A associação destaca o impacto social diferenciado dos encontros. “As feiras representam, sobretudo, uma forma digna de trabalho para mulheres que muitas vezes encontram barreiras no mercado formal, como mães atípicas e mães solo. As taxas existem justamente para possibilitar que esses eventos aconteçam, criando alternativas reais de emprego e renda em um estado ainda carente de oportunidades”, apontou Cabral.
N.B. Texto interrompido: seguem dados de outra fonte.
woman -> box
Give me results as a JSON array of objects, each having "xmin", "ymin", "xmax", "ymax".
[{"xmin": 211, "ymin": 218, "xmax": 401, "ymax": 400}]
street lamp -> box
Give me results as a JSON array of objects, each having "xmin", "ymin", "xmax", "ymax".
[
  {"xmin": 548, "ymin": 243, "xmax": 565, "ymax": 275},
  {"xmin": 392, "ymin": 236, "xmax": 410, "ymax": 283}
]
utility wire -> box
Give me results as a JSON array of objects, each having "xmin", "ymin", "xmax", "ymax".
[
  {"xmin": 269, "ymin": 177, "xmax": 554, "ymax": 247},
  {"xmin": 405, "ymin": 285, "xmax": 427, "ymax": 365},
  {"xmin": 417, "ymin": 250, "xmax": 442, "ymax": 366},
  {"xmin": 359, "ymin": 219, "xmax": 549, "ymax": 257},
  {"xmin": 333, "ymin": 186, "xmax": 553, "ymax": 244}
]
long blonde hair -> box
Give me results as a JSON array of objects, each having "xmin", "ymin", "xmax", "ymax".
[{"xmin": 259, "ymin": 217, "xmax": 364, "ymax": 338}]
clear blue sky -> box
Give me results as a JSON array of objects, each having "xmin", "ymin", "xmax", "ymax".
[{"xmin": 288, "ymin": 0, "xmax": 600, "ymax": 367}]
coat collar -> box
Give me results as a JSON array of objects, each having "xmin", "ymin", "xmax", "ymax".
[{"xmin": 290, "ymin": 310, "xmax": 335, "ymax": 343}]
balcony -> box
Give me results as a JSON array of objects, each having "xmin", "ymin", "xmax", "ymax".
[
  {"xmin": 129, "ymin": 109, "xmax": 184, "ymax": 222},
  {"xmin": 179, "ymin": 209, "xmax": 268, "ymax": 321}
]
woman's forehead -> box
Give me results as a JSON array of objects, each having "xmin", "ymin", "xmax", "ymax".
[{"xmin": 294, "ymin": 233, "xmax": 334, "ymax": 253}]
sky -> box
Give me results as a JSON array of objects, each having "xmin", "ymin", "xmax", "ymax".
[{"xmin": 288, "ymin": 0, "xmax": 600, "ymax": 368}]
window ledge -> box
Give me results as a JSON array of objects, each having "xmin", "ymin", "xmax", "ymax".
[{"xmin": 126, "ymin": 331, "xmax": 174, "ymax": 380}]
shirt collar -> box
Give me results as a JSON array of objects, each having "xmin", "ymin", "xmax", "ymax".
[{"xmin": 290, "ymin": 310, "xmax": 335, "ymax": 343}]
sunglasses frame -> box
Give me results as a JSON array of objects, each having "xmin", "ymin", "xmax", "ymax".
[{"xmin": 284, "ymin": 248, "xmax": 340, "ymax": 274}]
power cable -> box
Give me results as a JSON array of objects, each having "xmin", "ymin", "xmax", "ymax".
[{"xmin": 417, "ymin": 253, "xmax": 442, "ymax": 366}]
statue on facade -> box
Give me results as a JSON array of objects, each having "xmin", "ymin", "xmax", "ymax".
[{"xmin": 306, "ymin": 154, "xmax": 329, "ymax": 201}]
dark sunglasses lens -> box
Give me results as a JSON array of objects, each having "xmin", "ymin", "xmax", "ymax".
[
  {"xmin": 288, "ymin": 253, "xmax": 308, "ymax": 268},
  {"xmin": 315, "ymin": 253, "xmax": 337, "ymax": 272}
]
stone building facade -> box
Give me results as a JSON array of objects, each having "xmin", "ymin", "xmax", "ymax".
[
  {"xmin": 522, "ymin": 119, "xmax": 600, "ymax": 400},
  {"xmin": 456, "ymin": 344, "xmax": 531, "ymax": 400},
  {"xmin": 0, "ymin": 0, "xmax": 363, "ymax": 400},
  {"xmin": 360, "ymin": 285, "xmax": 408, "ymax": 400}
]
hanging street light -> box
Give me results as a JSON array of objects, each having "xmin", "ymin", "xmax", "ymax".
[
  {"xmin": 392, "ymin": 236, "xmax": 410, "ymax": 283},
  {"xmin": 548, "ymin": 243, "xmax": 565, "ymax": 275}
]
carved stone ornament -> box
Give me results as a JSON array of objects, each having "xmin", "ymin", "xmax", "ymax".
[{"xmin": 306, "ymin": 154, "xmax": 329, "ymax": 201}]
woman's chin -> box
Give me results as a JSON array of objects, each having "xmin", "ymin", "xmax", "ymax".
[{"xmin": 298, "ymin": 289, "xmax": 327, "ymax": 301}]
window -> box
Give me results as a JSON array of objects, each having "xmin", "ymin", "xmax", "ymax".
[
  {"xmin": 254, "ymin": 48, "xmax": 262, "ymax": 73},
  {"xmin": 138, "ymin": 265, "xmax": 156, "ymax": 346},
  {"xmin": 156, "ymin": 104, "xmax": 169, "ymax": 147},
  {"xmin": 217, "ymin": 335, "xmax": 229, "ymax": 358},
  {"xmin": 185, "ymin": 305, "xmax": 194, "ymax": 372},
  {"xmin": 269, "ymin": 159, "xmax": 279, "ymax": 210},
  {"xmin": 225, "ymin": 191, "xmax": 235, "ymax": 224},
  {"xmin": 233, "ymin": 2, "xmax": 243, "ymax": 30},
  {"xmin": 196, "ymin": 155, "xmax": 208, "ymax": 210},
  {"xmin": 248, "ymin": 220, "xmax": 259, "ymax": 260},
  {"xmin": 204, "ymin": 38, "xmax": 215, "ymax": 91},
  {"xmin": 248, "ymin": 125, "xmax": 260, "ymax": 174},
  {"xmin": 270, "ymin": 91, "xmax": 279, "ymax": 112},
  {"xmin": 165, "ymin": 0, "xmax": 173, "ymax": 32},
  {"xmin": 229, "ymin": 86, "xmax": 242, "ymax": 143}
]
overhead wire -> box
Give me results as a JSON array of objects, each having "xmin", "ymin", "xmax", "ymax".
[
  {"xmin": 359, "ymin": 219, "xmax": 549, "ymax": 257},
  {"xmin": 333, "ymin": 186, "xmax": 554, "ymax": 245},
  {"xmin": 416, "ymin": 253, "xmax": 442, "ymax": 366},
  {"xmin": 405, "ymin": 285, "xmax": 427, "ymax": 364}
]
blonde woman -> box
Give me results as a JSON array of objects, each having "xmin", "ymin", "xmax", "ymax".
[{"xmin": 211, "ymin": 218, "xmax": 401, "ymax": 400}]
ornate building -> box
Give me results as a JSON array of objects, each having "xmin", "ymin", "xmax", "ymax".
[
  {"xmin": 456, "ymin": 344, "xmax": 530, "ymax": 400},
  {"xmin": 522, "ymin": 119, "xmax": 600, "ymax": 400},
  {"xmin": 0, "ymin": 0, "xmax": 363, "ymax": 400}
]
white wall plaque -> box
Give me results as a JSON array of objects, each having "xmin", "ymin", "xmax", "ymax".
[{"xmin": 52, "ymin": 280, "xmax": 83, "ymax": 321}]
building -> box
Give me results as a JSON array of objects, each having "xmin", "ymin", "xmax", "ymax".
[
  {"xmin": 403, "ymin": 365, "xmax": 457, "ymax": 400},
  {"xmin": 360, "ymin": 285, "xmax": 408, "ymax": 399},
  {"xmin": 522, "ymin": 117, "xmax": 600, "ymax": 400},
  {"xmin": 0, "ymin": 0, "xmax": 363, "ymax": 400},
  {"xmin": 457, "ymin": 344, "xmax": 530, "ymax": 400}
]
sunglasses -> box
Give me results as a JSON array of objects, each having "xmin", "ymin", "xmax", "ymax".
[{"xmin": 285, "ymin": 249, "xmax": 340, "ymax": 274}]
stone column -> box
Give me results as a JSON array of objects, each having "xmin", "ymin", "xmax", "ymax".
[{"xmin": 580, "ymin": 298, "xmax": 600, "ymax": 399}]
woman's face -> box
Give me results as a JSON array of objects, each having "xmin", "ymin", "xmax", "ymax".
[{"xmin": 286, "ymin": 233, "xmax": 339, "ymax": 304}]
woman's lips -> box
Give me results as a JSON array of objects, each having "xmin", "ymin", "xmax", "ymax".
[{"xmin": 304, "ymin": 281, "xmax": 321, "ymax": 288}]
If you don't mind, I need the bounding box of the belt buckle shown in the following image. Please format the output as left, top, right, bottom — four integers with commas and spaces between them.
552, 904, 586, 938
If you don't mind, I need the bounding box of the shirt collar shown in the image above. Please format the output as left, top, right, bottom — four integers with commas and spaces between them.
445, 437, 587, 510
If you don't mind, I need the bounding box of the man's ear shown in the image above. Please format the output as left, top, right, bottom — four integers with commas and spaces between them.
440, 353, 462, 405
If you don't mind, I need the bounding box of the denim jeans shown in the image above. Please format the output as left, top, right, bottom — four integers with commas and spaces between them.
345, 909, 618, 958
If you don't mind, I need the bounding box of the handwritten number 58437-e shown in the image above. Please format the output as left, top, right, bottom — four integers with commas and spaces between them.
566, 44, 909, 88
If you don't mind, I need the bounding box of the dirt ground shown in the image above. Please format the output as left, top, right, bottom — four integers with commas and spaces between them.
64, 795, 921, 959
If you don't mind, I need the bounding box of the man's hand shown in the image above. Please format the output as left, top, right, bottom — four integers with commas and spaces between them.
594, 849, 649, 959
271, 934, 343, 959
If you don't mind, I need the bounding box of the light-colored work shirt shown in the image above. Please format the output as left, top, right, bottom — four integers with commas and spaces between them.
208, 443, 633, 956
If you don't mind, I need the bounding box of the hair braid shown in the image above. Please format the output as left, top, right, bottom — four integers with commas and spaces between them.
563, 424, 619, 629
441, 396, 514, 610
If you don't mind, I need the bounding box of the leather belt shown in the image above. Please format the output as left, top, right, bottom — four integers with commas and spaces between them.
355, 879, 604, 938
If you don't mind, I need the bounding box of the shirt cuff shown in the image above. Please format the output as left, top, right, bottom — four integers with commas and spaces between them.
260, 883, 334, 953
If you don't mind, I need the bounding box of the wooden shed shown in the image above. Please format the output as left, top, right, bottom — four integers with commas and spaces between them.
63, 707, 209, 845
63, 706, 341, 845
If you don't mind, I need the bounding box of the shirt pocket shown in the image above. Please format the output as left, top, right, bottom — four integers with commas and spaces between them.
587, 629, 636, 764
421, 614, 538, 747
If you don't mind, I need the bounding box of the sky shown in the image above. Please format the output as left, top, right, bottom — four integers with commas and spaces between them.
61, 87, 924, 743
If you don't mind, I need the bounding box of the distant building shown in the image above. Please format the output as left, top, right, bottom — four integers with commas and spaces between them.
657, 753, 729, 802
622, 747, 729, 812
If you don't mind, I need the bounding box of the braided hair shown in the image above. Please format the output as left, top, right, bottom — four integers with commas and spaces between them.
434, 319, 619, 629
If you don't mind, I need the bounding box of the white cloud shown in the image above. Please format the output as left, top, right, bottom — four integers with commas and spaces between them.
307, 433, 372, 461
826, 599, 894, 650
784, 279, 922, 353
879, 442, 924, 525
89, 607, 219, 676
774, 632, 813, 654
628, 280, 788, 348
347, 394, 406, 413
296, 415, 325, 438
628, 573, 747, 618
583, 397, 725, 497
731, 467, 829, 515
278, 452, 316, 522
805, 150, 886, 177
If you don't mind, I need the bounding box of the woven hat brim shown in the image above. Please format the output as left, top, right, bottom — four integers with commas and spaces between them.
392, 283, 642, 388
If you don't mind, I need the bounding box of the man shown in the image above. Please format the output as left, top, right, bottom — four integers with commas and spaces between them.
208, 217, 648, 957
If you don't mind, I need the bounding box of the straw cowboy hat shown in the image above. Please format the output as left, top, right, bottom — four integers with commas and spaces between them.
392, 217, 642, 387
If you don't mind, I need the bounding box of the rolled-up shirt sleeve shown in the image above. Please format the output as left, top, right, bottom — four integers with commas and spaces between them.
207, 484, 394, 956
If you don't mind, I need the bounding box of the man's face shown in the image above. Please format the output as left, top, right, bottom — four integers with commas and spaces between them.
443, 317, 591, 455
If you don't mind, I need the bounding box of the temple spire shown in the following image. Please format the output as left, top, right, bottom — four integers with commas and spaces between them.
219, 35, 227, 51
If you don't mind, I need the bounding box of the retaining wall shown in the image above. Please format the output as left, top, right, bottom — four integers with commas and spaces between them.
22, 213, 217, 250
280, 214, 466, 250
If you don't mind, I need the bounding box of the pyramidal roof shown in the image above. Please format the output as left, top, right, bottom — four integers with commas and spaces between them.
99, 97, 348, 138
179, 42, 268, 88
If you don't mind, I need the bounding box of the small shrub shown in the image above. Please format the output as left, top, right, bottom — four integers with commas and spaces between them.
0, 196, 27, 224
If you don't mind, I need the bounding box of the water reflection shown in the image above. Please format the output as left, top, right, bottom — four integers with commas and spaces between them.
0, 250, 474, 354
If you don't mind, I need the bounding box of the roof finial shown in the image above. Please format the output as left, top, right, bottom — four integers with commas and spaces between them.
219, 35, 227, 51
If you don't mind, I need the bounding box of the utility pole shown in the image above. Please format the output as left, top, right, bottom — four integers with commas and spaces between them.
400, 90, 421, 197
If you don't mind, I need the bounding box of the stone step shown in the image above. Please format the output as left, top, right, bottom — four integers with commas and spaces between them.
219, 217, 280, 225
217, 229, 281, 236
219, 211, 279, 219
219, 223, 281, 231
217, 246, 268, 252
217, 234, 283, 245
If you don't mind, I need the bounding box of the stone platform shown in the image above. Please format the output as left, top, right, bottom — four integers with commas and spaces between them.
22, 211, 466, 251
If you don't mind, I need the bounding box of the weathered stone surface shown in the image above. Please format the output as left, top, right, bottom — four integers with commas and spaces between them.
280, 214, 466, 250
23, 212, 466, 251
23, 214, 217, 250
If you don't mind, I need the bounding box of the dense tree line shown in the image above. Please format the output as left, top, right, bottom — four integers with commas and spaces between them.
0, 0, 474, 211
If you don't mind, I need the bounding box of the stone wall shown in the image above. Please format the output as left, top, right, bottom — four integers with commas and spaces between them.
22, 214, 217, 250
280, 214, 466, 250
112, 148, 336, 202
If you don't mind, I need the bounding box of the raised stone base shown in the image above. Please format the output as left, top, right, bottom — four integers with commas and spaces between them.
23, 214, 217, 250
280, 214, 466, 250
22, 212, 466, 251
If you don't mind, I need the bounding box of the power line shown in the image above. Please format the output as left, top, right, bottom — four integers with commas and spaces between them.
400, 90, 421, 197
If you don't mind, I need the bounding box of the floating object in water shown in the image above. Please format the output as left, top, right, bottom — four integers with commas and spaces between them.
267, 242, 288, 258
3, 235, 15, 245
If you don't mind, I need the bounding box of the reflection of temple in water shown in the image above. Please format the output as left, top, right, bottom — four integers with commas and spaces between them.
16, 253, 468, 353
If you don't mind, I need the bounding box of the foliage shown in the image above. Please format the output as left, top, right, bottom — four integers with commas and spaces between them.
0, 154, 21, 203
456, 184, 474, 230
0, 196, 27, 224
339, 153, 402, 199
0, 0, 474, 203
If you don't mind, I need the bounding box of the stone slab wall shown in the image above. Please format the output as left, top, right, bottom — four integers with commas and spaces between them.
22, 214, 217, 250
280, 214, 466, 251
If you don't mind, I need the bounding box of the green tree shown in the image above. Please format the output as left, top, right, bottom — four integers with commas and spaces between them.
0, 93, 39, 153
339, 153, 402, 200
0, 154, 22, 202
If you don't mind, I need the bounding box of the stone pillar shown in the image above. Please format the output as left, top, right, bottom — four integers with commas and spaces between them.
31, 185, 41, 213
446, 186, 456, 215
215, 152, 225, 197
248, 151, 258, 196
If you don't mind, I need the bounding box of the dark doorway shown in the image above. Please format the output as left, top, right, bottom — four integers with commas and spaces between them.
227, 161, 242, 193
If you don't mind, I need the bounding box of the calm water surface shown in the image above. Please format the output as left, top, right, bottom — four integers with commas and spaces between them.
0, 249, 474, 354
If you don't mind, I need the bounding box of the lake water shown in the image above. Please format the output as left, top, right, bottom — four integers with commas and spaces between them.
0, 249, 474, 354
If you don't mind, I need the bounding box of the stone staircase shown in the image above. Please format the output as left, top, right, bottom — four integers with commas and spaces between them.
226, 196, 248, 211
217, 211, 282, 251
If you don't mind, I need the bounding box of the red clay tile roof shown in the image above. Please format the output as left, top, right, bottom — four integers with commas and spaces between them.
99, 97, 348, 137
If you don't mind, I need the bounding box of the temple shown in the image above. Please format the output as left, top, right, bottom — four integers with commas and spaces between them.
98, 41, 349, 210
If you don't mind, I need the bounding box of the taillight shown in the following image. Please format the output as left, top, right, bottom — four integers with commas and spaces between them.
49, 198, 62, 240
Do lado governamental estadual, a Secretaria de Estado de Turismo e Empreendedorismo (Sete) atua como facilitadora. “A secretaria tem atuado para a promoção de feiras e eventos de empreendedorismo de economia solidária. Em alguns casos, a Sete se responsabiliza pela organização da feira com a publicação de edital, seleção do empreendedor por meio sorteio e a contratação de serviços de infraestrutura como fornecimento de energia elétrica e estrutura física, como palco e tendas. No entanto, a Sete não interfere nas políticas internas dos coletivos. Cada coletivo tem a liberdade de definir suas próprias regras e formas de gestão interna, enquanto a Sete atua como um facilitador, fornecendo apoio para que esses movimentos possam estar presentes em espaços públicos, quando este estiver sob os cuidados do Estado”, informou a pasta em nota ao ac24horas.